Brands are increasingly looking to use influencers, such as Instagram stars and bloggers, in their marketing but the chasm between what brands and their PR companies expect to pay for and what influencers feel they should be paid is growing.
Brands are increasing looking to bloggers and other influencers to help with their marketing.
Linqia’s State of Influencer Marketing 2017 report of 170 marketers in a range of sectors including travel, found that 86% were using influencer marketing in their strategies. The main reason for including influencers in their campaigns was to create authentic content, with engagement and web traffic coming significantly behind this.
Almost half expected their spend on influencers to increase in 2017, suggesting that influencer marketing works.
Instagram is the joint number one channel for influencer marketing.
Linqia’s report says that 87% of marketers are using Instagram in their influencer campaigns and the same proportion are using Facebook. Blogs are the next most used platform, at 44%. Market research company eMarketer estimates that brands spent $570 million globally on influencer marketing on Instagram alone.
Another report this week says that despite the rise in influencer marketing, bloggers are not feeling the love.
The UK Blogger Survey 2017 shows that more bloggers (71%) now say that PRs expect them to support their clients’ brands for little in return, compared to 2016 (68%). At the same time, more bloggers (58%) now believe they should be paid for all coverage they give to brands – up from 50% last year.
PRs are clearly targeting bloggers. More than a third of bloggers said they were pitched more than seven times a week on average by PR companies. However, despite PR companies’ interest in bloggers, this did not typically result in coverage – 70% stated that only one pitch a week or less resulted in any content on their blog. Vuelio suggests that “reaching the influencer market is a key target for PRs [but] bloggers, no matter how successful, remain focused on their own opinion and the needs of their audience”.
The survey was sent to all bloggers on the company’s directory and the statistics are based on 586 usable responses. Some 18% of the respondents were travel bloggers (up from 15% last year).
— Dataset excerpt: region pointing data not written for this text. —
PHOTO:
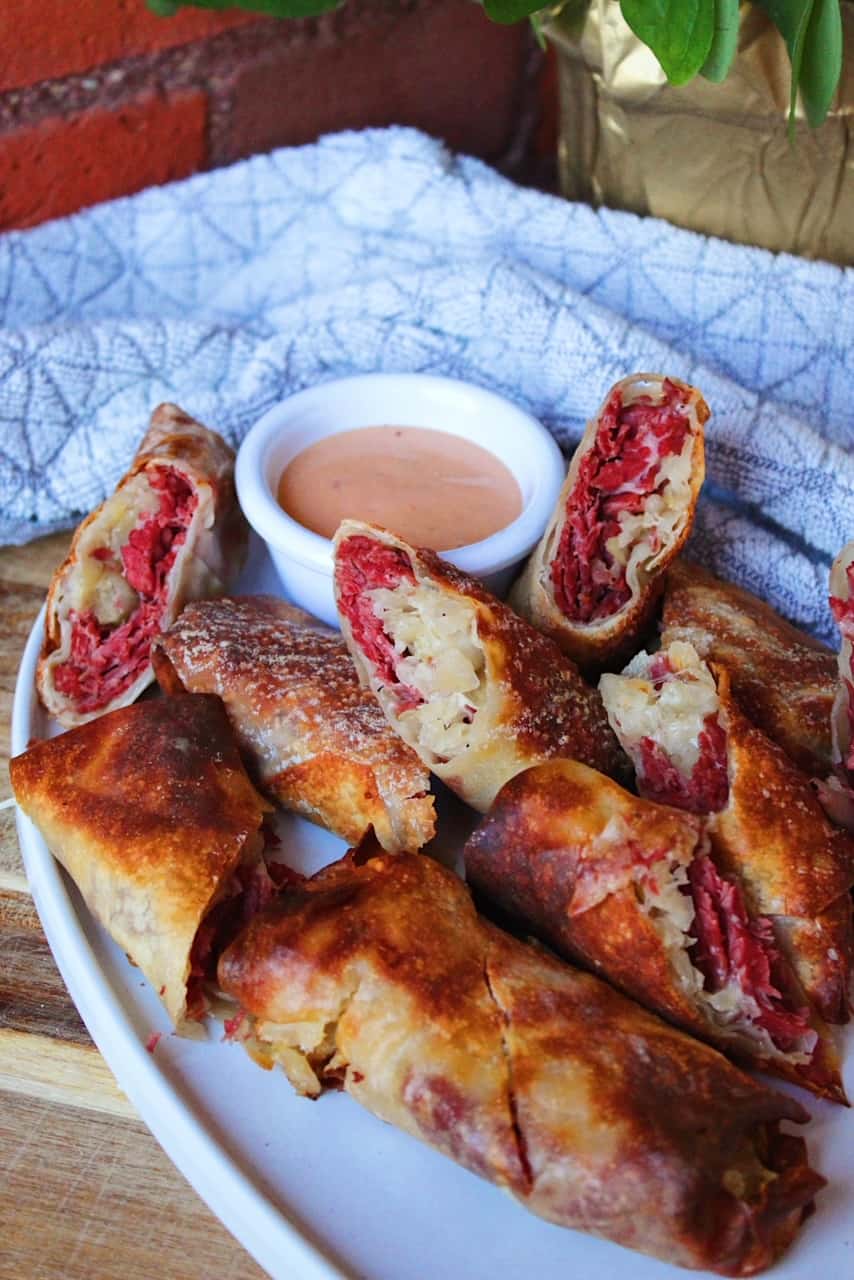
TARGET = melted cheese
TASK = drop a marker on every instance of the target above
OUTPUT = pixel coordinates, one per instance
(672, 716)
(731, 1011)
(644, 535)
(100, 585)
(441, 657)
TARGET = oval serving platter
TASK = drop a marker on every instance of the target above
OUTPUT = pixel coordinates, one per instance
(323, 1189)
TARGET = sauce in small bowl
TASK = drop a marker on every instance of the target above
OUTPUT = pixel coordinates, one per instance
(432, 488)
(446, 416)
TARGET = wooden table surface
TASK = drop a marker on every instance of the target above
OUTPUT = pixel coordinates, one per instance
(86, 1193)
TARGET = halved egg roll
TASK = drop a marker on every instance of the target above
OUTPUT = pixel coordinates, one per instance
(781, 677)
(474, 689)
(151, 813)
(631, 890)
(624, 512)
(837, 791)
(170, 533)
(694, 748)
(314, 739)
(380, 979)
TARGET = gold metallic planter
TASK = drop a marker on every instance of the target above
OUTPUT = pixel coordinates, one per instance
(712, 158)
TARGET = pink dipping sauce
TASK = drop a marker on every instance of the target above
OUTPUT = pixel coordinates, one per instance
(430, 488)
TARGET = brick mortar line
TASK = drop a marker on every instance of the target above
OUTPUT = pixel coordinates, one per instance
(206, 64)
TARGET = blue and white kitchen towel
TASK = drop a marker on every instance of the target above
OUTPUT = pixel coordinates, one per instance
(382, 251)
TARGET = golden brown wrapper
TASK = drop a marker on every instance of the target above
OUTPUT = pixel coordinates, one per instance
(841, 589)
(382, 979)
(606, 640)
(782, 679)
(535, 703)
(211, 554)
(315, 740)
(630, 140)
(794, 865)
(579, 860)
(150, 812)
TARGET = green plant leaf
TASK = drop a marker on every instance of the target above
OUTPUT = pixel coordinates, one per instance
(725, 41)
(272, 8)
(511, 10)
(813, 35)
(679, 32)
(821, 64)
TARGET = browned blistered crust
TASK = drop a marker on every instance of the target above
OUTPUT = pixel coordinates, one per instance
(793, 863)
(538, 704)
(840, 588)
(610, 640)
(150, 810)
(782, 679)
(316, 741)
(560, 819)
(590, 1111)
(215, 549)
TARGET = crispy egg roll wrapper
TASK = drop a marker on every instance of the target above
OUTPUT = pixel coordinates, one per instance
(170, 533)
(616, 558)
(596, 1115)
(151, 813)
(763, 817)
(315, 740)
(782, 679)
(837, 790)
(475, 690)
(604, 878)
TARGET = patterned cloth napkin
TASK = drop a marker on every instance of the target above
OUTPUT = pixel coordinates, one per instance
(380, 251)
The survey shows a growing professionalism in blogging – 12% say their blog is now their main source of income, up from 8% last year while 18% predict that their blog will be their key income source in the future, up from 13% in 2016.
Yet there is hope, but it may require a change in how bloggers and other influencers perceive themselves.
Linqia asked marketers where influencer marketing sat within their company budgets. Some 42% now say that it sits within advertising/media compared with 31% who said the money comes from the PR/communications budget. Linqia says this “signals that the industry is evolving from an organic channel owned by communications to a paid channel owned by marketing”.
Others have also noted an increase in the number of brands using influencers as creative agencies, going directly to bloggers and Instagrammers in particular, to create and execute content that the advertisers then use themselves.
The answer for would-be influencers then is that rather than trying to become the latest incarnation of a travel journalist they should instead pitch themselves as paid creatives with the built-in authenticity that marketers crave.
At this year’s WTM London, a panel of experts will discuss whether influencer marketing is the way forward for destinations and will bring together DMOs, influencers and influencer agencies. The session takes place on the Global Stage on Tuesday 7 November from 14.05.